Sunday, September 13, 2009
When the weather worsens, the adventure begins
Monday, Sept. 7 -- When the sound of raindrops hitting the tent woke me just before 7 a.m. the other day, I was having a revelation: Dealing with weather is the common denominator of adventure.
Sailing around the world, launching a rocket into space, flying solo across an ocean, dog sledding in the Iditarod, winning a British Open golf tournament, climbing Everest -- in every case, weather is the challenge.
Automobiles make weather irrelevant. Only a blizzard, tornado or major flood can crack the waterproof, soundproof, aerodynamic, air-conditioned oyster of a modern car or truck.
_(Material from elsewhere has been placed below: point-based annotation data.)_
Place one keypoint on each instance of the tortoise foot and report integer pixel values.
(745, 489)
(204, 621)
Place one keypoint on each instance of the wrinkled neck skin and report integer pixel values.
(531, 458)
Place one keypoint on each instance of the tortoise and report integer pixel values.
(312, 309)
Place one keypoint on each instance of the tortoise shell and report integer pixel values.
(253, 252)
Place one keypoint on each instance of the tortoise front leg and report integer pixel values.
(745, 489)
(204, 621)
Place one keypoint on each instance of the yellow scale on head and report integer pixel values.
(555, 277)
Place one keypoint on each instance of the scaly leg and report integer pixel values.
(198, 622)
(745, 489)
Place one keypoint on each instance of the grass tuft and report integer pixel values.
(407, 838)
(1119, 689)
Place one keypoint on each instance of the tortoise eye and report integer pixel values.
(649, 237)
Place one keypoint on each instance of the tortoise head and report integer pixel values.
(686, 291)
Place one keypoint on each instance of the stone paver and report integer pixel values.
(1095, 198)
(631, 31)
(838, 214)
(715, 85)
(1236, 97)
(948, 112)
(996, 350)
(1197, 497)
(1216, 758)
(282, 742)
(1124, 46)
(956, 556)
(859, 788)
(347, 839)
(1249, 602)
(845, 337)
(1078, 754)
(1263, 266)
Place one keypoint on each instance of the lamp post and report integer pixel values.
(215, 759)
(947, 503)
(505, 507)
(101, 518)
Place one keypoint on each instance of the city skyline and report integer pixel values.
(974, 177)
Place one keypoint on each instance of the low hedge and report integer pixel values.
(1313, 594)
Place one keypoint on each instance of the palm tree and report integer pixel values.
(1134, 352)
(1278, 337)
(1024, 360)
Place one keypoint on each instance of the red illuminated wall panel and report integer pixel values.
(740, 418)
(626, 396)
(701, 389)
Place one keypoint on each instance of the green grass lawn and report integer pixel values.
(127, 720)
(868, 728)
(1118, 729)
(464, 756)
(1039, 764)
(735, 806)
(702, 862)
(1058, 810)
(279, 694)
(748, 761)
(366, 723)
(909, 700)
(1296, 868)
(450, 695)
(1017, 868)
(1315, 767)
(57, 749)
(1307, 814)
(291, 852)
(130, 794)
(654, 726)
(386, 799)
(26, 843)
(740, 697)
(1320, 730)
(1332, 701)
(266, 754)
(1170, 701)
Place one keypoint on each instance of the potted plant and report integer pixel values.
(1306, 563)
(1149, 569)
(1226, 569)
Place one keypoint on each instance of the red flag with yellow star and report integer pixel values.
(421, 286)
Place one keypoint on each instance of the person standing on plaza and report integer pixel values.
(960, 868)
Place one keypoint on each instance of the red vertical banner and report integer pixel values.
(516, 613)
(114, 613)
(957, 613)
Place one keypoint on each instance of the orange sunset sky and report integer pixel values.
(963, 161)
A typical automobile road trip is no more adventurous than an afternoon in church.
My motorcycle trip, on the other hand, continued to be more adventurous than planned -- so adventurous, in fact, that on my ride from Morehead City to Kill Devil Hills, N.C., my replacement camera remained in its case, inside a dry sack, packed in the tank bag, encased in a rain cover held down by bungee cords and I have no pictures of that day's leg.
It's too bad, too. It included two ferry rides, swamped highways, towns named Atlantic, Sealevel, Whalebone, Nags Head and Salvo, light houses and drifting sand dunes. With thunderstorms and five to six inches of rain predicted, the local weather was the lead national story on the Weather Channel. The radar showed a big blob of adventure being pushed ashore by light easterly winds.
I almost chickened out. The forecast for inland Raleigh was better -- partly cloudy with showers beginning in the afternoon. The online NOAA forecast, however, was winds of no more than 15 miles per hour at the Outer Banks. That much wind wouldn't spoil a day of golf in Hawaii. I went for it.
It's 25 miles from where the road ends northeast of Morehead City to Okracoke Island
My route took me from Cedar Isle, which was awash, 25 miles across Pamlico Sound to Okracoke Island, the southernmost point of North Carolina's Outer Banks. I drove to the north end of Okracoke and took a second ferry to Hatteras Island. From there, I rode up the narrow strip of barrier-island sand to Kitty Hawk, made famous by Orville and Wilbur Wright.
I found a motel in Kill Devil Hills and brought my gear inside. The duffel bag with my clothes had wicked water up from the underside and most of my clothes were soaked, but otherwise everything was OK. I went looking for a laundromat to dry my clothes, but found a Mexican restaurant instead and warmed up with a burrito splashed with salsa and washed down with a cold beer.
It wasn't until I was leaving the next morning that I noticed the motel had a laundry room with a clothes dryer. Oh, well; changing into clean, dry clothes would just have to wait.